Sviatoslav Oleksiv

Love Bloomer: From Concept to Completion

Project Overview

Designed By: Dima Malakhov
Tech Stack:
Angular
Nest.js
MongoDB
TypeScript

Brainstorming the Original Idea

The idea for Love Bloomer started from a common issue many people face on modern dating apps: finding the right words during important moments in a conversation. While AI had already made strides in other industries, I wanted to create something unique. I envisioned an AI-powered platform that would assist users in romantic conversations by providing tailored responses. This way, users could overcome awkward silences or difficult questions and increase their chances of making a lasting connection.

Early Stages: Tech Stack and Design

After brainstorming, I moved on to the technical aspects. The frontend was built using Angular due to its component-based architecture, making it easy to scale. Nest.js was chosen for the backend because of its TypeScript compatibility, perfect for API integration. MongoDB was used for flexible data handling, and secure authentication was provided by Auth0. I also realized that modern, clean designs would play a key role in the app's appeal. I started designing interfaces that would be engaging and intuitive.

Landing Page

Love Bloomer landing page

The landing page was designed to introduce users to the app's purpose clearly and quickly. The prominent call-to-action invites users to log in and start the experience, while the visual aesthetics focus on a sleek, modern design with a welcoming tone.

Developing Key Features

Once the designs were set, development began. The most critical part of the project was the conversation feature. I built a system where users could enter their chat dialogues, and the AI would suggest appropriate responses, helping them navigate the conversation.

User Profile Input Page

Love Bloomer profile input page

In this screen, users input their name and the name of their chat partner. This helps create a more personalized interaction with the AI. Users can also add persona descriptions to guide the AI in generating responses that fit the personalities involved in the conversation.

New Description Input

New description input in Love Bloomer

Users can create detailed descriptions for themselves or their partner, enhancing the AI’s contextual understanding. This was a crucial feature in tailoring AI-generated responses to the specific dynamics of each conversation.

Conversation Interface

Love Bloomer conversation interface

The conversation interface shows the dialogue between the user and their chat partner. Users can request the AI to suggest replies, rewrite messages, or add more responses, allowing for a fluid and interactive chatting experience.

Conversation Suggestions

Love Bloomer conversation suggestions

When the user isn't sure how to respond, the AI steps in by suggesting multiple conversational lines. This feature is particularly helpful when navigating tricky or important moments in the dialogue.

Challenges and Solutions

One of the biggest challenges was ensuring the AI-generated responses felt natural and personal. To solve this, I refined the AI by allowing users to provide detailed contextual information, such as descriptions and dialogue history, which helped the AI produce more relevant suggestions.

Conversation Dashboard

Conversation dashboard in Love Bloomer

The dashboard provides a clean and organized overview of ongoing conversations. Users can track the messages they've exchanged and request new suggestions from the AI when necessary.

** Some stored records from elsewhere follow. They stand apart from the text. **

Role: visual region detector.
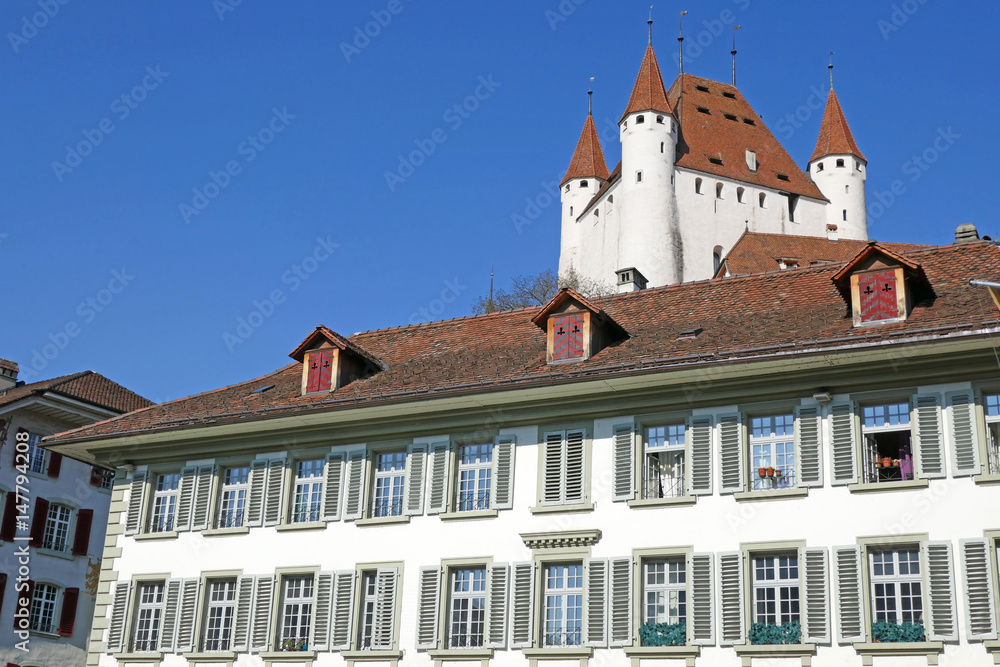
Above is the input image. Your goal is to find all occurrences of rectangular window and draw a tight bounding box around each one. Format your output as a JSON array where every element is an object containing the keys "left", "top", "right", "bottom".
[
  {"left": 861, "top": 402, "right": 913, "bottom": 484},
  {"left": 149, "top": 472, "right": 181, "bottom": 533},
  {"left": 750, "top": 414, "right": 795, "bottom": 491},
  {"left": 280, "top": 575, "right": 313, "bottom": 651},
  {"left": 204, "top": 579, "right": 236, "bottom": 651},
  {"left": 455, "top": 442, "right": 493, "bottom": 512},
  {"left": 642, "top": 424, "right": 686, "bottom": 498},
  {"left": 448, "top": 567, "right": 486, "bottom": 648},
  {"left": 216, "top": 466, "right": 250, "bottom": 528},
  {"left": 292, "top": 459, "right": 324, "bottom": 523},
  {"left": 132, "top": 581, "right": 163, "bottom": 652},
  {"left": 372, "top": 451, "right": 406, "bottom": 517},
  {"left": 542, "top": 563, "right": 583, "bottom": 646}
]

Credit Management and Payment Integration

Credit max-out notification in Love Bloomer

Since the AI-based responses require processing power, users are allocated credits. If they run out of credits, a notification prompts them to top-up their account to continue using the service. Stripe was integrated for seamless payment processing.

Future Plans

The initial launch of Love Bloomer has been a success, but there’s much more in store. I plan to implement even more predefined conversation templates, enhance the AI’s understanding of nuanced dialogues, and add new features like conversation analytics, which would help users track their progress and become more adept at online conversations.